A high comorbidity of SPDC with RLS was revealed, which may be due to a similar pathogenesis associated with a deficiency of the dopaminergic system. At the same time, the intensity of movements in SPDS correlates with the severity of RLS manifestations, which can be used in the diagnosis and evaluation of the effectiveness of treatment.
Night cramps (sudden involuntary painful muscle contractions), as well as RLS, require differential diagnosis with vascular and joint diseases, mono- and polyneuropathies, radiculopathies, sodium and potassium deficiency. These complaints often develop against the background of intense physical exertion, during pregnancy and active growth.

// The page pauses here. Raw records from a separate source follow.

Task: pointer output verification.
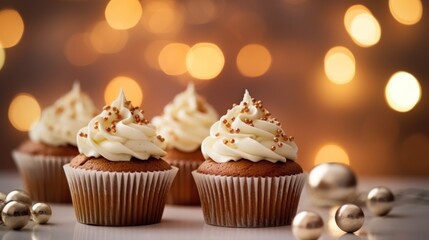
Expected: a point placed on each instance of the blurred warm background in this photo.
(348, 79)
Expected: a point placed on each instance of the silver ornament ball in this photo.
(307, 225)
(15, 215)
(380, 201)
(349, 218)
(19, 196)
(331, 184)
(41, 213)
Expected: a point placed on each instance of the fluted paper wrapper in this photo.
(118, 198)
(249, 201)
(183, 190)
(43, 176)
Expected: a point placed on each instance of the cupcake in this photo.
(51, 144)
(119, 178)
(250, 177)
(184, 124)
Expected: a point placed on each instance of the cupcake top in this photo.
(120, 132)
(186, 121)
(248, 131)
(60, 122)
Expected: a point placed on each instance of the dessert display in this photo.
(119, 178)
(184, 124)
(250, 177)
(51, 144)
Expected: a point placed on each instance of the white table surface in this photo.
(405, 221)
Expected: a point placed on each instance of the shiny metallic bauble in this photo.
(41, 213)
(380, 201)
(19, 196)
(331, 184)
(2, 203)
(307, 225)
(2, 196)
(349, 218)
(15, 215)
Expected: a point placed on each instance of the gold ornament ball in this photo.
(331, 184)
(307, 225)
(15, 215)
(19, 196)
(349, 218)
(41, 213)
(380, 201)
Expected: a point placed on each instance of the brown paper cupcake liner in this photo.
(118, 198)
(183, 191)
(249, 201)
(43, 176)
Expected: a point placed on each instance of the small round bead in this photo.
(380, 201)
(307, 225)
(349, 218)
(41, 213)
(2, 196)
(15, 215)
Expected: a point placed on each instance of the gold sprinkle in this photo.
(59, 110)
(160, 138)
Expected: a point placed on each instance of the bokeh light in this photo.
(11, 27)
(78, 50)
(172, 58)
(331, 153)
(407, 12)
(362, 26)
(162, 17)
(123, 14)
(205, 61)
(132, 90)
(402, 91)
(2, 56)
(340, 65)
(202, 11)
(24, 112)
(253, 60)
(105, 39)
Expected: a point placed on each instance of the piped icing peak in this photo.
(119, 133)
(60, 122)
(186, 121)
(248, 131)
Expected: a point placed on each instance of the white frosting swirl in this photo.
(119, 133)
(60, 122)
(247, 131)
(186, 121)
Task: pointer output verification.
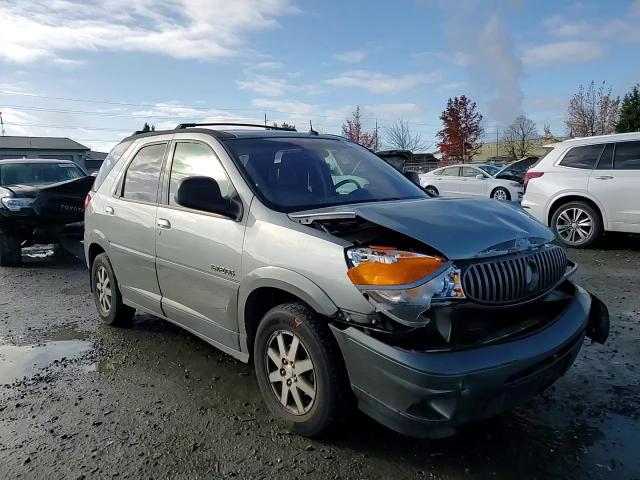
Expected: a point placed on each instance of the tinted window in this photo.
(196, 159)
(294, 173)
(450, 172)
(38, 173)
(582, 157)
(141, 180)
(627, 156)
(109, 161)
(606, 159)
(469, 172)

Sleep disturbances may be the main complaint in parasomnias, which are quite common in the population: sleepwalking in 2% of people, sleepwalking in 4.4%, night terrors in 2.2%, bruxism in 8.2%, enuresis in 5%, nocturnal nightmares (frequent in 5.8%, occasionally in 29%). These parasomnias can be the cause of nocturnal awakenings, superficial sleep. Parasomnias are 10 times more common in children than in adults and tend to disappear as they get older. Sleepwalking, night terrors, enuresis that persist or first appear in adulthood require exclusion of the epileptic nature of seizures and PSG. Another important reason for differential diagnosis is the stereotype of seizures in epilepsy and their diversity in parasomnias. Most often, complaints of sleep disturbances occur with nightmares. This phenomenon, like insomnia, can reflect a person's reaction to stress when he experiences a threatening situation in a dream.

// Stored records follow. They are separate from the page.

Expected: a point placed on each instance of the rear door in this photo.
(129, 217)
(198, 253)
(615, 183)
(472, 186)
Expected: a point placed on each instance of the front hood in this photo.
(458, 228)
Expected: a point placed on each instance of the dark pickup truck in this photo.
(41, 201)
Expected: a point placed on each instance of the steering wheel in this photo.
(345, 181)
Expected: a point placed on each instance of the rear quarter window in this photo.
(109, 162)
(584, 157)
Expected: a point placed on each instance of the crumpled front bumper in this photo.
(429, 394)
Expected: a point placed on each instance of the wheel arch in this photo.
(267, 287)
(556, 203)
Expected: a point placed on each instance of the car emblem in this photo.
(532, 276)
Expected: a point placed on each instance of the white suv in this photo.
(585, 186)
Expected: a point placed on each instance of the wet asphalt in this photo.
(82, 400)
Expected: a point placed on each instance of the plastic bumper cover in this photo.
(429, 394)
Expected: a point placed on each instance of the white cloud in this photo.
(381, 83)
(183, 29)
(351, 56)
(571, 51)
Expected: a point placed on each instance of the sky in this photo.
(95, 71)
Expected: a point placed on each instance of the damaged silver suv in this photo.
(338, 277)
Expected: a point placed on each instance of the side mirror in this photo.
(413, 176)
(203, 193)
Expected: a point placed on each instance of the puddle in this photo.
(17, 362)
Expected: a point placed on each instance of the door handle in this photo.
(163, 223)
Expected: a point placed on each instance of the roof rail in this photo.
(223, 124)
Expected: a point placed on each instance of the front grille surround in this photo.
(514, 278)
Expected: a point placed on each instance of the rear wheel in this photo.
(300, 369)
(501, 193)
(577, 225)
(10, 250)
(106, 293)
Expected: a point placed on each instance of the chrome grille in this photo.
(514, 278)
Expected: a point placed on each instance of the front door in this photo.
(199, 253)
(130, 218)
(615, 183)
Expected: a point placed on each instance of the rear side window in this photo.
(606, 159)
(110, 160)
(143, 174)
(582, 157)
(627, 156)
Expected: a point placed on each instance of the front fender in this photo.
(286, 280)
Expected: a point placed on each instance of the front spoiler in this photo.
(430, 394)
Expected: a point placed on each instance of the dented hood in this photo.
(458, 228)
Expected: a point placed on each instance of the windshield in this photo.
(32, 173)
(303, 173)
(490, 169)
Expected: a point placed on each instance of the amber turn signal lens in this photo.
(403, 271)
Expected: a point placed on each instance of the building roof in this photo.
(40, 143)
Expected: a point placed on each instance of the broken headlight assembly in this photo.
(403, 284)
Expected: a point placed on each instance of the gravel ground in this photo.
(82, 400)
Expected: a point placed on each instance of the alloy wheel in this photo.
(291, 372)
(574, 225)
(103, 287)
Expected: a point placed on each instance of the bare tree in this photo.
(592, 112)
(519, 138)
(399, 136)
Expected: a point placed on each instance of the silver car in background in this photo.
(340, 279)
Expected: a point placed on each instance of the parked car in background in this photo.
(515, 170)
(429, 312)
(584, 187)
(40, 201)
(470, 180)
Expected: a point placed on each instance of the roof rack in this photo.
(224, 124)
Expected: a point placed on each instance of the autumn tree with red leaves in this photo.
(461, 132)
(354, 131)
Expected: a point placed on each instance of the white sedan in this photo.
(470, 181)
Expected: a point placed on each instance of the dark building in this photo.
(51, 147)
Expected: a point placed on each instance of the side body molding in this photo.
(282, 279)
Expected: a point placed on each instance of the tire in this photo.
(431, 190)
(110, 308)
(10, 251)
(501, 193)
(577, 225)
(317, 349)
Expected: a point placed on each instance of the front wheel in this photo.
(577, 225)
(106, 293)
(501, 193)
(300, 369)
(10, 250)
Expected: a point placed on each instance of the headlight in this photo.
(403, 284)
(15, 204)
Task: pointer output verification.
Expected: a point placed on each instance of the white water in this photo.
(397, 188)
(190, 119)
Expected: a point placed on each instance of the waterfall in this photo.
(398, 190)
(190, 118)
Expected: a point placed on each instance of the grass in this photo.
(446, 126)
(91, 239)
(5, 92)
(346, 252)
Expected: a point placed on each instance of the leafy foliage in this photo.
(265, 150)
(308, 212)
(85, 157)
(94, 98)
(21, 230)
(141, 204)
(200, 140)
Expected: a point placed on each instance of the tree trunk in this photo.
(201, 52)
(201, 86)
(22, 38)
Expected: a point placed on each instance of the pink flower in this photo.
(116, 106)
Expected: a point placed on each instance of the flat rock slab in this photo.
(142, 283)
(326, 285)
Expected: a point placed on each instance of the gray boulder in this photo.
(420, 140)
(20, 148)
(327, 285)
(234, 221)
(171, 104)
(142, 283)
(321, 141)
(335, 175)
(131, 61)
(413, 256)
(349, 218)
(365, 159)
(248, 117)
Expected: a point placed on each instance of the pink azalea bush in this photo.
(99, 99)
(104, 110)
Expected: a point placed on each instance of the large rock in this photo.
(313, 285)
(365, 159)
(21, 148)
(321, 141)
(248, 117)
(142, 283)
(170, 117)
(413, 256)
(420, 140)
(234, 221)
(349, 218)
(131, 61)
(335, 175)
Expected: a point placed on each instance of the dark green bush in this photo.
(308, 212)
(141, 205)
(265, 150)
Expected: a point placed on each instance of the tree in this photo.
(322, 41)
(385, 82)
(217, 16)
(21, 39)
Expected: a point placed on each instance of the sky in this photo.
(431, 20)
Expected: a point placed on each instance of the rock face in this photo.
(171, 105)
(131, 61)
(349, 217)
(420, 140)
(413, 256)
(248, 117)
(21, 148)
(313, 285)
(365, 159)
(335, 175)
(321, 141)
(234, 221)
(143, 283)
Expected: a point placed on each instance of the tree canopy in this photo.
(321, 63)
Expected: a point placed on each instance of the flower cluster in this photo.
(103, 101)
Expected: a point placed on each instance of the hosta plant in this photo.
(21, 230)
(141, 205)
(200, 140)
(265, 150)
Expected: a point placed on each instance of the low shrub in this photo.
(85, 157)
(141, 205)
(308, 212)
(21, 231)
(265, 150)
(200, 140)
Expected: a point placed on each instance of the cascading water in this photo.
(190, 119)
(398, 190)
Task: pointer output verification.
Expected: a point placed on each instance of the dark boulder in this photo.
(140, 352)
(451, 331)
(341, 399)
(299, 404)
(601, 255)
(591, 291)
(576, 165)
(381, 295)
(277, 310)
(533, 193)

Nighttime sleep may be disturbed in REM sleep behavior disorders (REMS). Patients with RPPS complain of sleeping, screaming, and motor activity, often aggressive and traumatic for the patients themselves and their loved ones (associated with the content of dreams), followed by awakening. By themselves, such complaints are a highly sensitive and specific factor in the diagnosis of RPPS. If complex partial epileptic seizures with confusion are suspected, PSG with video monitoring is indicated. An objective study allows us to identify in which phase of sleep the described seizures develop: awakenings in RPS occur in the REM sleep phase, when the most emotionally colored dreams occur, while epileptic seizures develop in the non-REM sleep phase.
RPPS, being a pathognomonic symptom of Parkinson's disease and other synucleinopathies, appear several years before the onset of motor disorders and can serve as precursors of the subsequent disease. RPPS are more common in men, debut at the age of 60-70 years.